A Focus on Innovative Fabrics and Construction
Fabrics are important to Del Rosario. He works with three Los Angeles-based fabric vendors that were willing to take a chance on his fledging company. "They've been very supportive of me," Del Rosario says. "I'm very fortunate to have found them, because most fabric companies have 3,000-yard minimums for production, and ... I'm not quite there yet to consume that kind of yardage."

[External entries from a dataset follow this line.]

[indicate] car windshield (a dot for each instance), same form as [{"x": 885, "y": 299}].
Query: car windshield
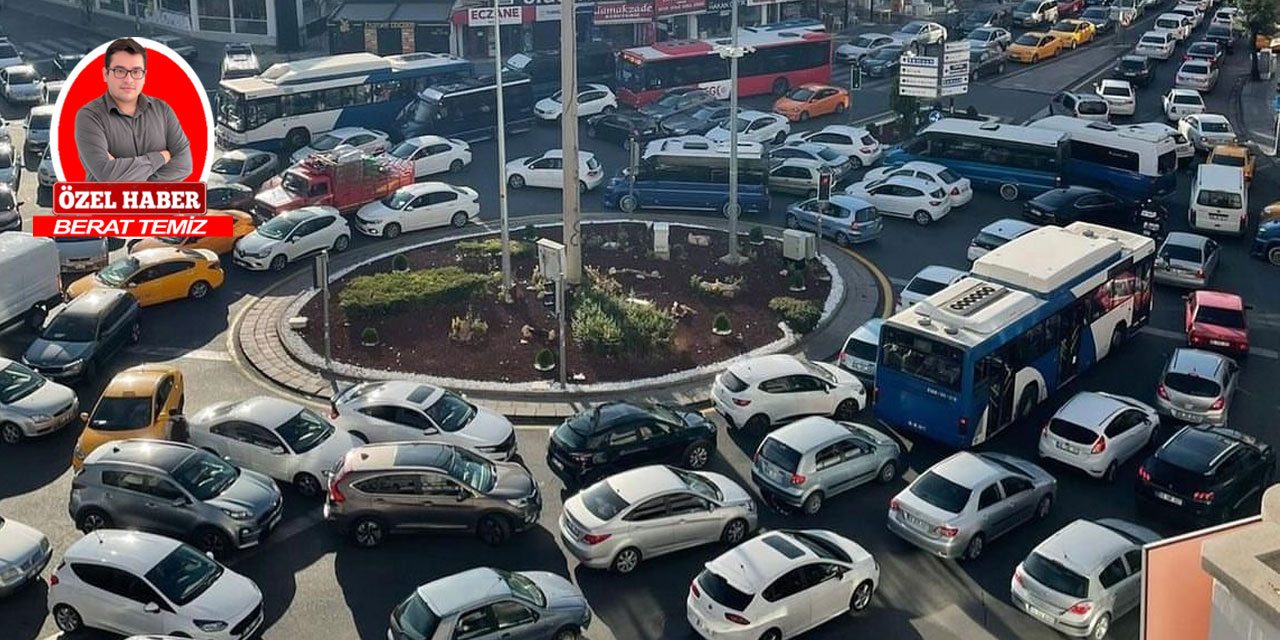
[
  {"x": 941, "y": 493},
  {"x": 205, "y": 475},
  {"x": 183, "y": 575},
  {"x": 118, "y": 272},
  {"x": 18, "y": 382},
  {"x": 1056, "y": 576},
  {"x": 305, "y": 430},
  {"x": 451, "y": 412}
]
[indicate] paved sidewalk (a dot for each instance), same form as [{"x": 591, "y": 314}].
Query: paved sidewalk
[{"x": 257, "y": 342}]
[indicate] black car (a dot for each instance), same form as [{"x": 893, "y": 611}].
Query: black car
[
  {"x": 1137, "y": 69},
  {"x": 618, "y": 435},
  {"x": 1206, "y": 474},
  {"x": 1070, "y": 204},
  {"x": 620, "y": 127}
]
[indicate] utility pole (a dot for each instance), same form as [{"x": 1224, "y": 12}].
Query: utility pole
[
  {"x": 502, "y": 155},
  {"x": 568, "y": 147}
]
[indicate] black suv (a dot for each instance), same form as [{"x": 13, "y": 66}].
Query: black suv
[
  {"x": 618, "y": 435},
  {"x": 1206, "y": 474}
]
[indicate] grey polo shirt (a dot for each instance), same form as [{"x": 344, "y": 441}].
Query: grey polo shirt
[{"x": 133, "y": 141}]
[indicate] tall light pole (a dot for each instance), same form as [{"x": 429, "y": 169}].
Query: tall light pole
[{"x": 502, "y": 155}]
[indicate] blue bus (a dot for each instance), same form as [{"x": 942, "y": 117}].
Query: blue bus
[
  {"x": 981, "y": 353},
  {"x": 691, "y": 173},
  {"x": 289, "y": 103}
]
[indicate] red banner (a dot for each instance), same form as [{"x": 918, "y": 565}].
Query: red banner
[{"x": 129, "y": 197}]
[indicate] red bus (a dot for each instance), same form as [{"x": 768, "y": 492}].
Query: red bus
[{"x": 782, "y": 59}]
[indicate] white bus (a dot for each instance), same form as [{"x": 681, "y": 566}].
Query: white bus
[{"x": 289, "y": 103}]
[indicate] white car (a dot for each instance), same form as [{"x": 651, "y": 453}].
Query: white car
[
  {"x": 775, "y": 389},
  {"x": 548, "y": 170},
  {"x": 1180, "y": 103},
  {"x": 959, "y": 190},
  {"x": 923, "y": 201},
  {"x": 592, "y": 99},
  {"x": 780, "y": 585},
  {"x": 370, "y": 141},
  {"x": 755, "y": 127},
  {"x": 31, "y": 405},
  {"x": 1156, "y": 44},
  {"x": 1098, "y": 432},
  {"x": 1197, "y": 74},
  {"x": 1120, "y": 96},
  {"x": 926, "y": 283},
  {"x": 855, "y": 142},
  {"x": 401, "y": 410},
  {"x": 425, "y": 205},
  {"x": 433, "y": 154},
  {"x": 274, "y": 437},
  {"x": 291, "y": 236},
  {"x": 172, "y": 588}
]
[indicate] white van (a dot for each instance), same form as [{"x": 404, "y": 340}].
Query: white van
[
  {"x": 30, "y": 279},
  {"x": 1220, "y": 201}
]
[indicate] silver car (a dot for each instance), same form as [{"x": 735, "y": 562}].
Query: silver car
[
  {"x": 650, "y": 511},
  {"x": 1083, "y": 577},
  {"x": 177, "y": 490},
  {"x": 1185, "y": 260},
  {"x": 961, "y": 503},
  {"x": 490, "y": 603},
  {"x": 812, "y": 460},
  {"x": 1197, "y": 387}
]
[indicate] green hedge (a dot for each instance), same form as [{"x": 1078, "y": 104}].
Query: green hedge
[
  {"x": 368, "y": 296},
  {"x": 800, "y": 315}
]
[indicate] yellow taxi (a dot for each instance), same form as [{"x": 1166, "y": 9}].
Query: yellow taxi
[
  {"x": 1034, "y": 46},
  {"x": 1233, "y": 155},
  {"x": 136, "y": 403},
  {"x": 158, "y": 275},
  {"x": 1073, "y": 32},
  {"x": 242, "y": 224}
]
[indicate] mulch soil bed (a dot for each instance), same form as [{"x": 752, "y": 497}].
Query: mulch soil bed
[{"x": 419, "y": 341}]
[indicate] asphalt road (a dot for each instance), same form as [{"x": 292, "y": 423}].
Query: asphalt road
[{"x": 316, "y": 586}]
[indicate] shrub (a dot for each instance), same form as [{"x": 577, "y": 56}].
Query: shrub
[
  {"x": 800, "y": 315},
  {"x": 376, "y": 295}
]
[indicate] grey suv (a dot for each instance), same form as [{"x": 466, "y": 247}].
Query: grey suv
[
  {"x": 429, "y": 487},
  {"x": 174, "y": 489}
]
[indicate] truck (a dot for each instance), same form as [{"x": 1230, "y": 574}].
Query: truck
[{"x": 346, "y": 181}]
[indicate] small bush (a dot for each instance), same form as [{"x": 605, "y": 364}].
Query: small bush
[{"x": 800, "y": 315}]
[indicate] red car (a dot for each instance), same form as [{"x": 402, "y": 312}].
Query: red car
[{"x": 1215, "y": 320}]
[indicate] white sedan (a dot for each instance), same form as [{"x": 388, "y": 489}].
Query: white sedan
[
  {"x": 425, "y": 205},
  {"x": 370, "y": 141},
  {"x": 1098, "y": 432},
  {"x": 548, "y": 170},
  {"x": 959, "y": 190},
  {"x": 592, "y": 99},
  {"x": 434, "y": 154},
  {"x": 755, "y": 127},
  {"x": 906, "y": 197},
  {"x": 1121, "y": 100},
  {"x": 274, "y": 437}
]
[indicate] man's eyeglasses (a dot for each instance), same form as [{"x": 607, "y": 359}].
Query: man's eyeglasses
[{"x": 119, "y": 72}]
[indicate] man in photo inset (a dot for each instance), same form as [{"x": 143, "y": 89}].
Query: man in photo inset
[{"x": 126, "y": 136}]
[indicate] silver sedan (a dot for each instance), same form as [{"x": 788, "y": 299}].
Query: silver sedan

The fabric vendors also work with Del Rosario to develop fabric designs. For the mermaid skirt fabric, for instance, Del Rosario wanted tiny mirrors sewn into the tissue silk. In other instances, the fabric firms have embroidered sequins and beads onto frothy organza, and even flocked tiny flowers on fabric to create the appearance of embroidery.
Of course, there are times when Del Rosario is simply inspired by what he happens to stumble across. He found the open-weave silk for his Cinderella dress languishing in the back of a closet at the offices of one of his fabric vendors. "They were not getting any reaction to it -- nothing," Del Rosario remembers. "I saw it and thought it was an incredible fabric, so I requested that they make it in my colors, and used it in the collection."
Not surprisingly, other manufacturers have now begun demanding the open-weave silk, just as they have begun using the tissue silk "millennium" fabric. However, Del Rosario says he's not concerned with knockoffs, noting: "I'm already on to the next thing. My spring line is completely different than the holiday collection."
It's not only his fabric that keeps Del Rosario one step ahead of his fashion competitors; the construction of his line is innovative too. Those who know Del Rosario credit his engineering background for the profusion of gathers, darts, puckers, tucks and pleats in the collection, often giving simple designs a unique -- and tailored -- twist. Del Rosario says that much of the inspiration for creating the line's silhouettes is internal. "I have a tendency in the middle of the night to just wake up and drape," he confesses.
Understanding the Business and the Individual
While Del Rosario relishes the fashion industry's creative energy (even midnight draping sessions), he understands the unglamorous, pragmatic side as well. "I was exposed to the business side of fashion when I worked for other manufacturers. If I hadn't had that experience -- if I would have tried this right out of college -- I think I would have failed," he observes. "The reality is that this is a business, and it's not enough that I can design, and make something great. Even if I have incredible sales, if I don't produce the line, if I don't know how to produce it, then I'd fail. Those orders would just sit there as paperwork."
Del Rosario, who financed his business with a silent partner, is adamant about monitoring his production, and carefully selected the Los Angeles area contractors who produce 85 percent of his collection. (The remainder is produced in-house.)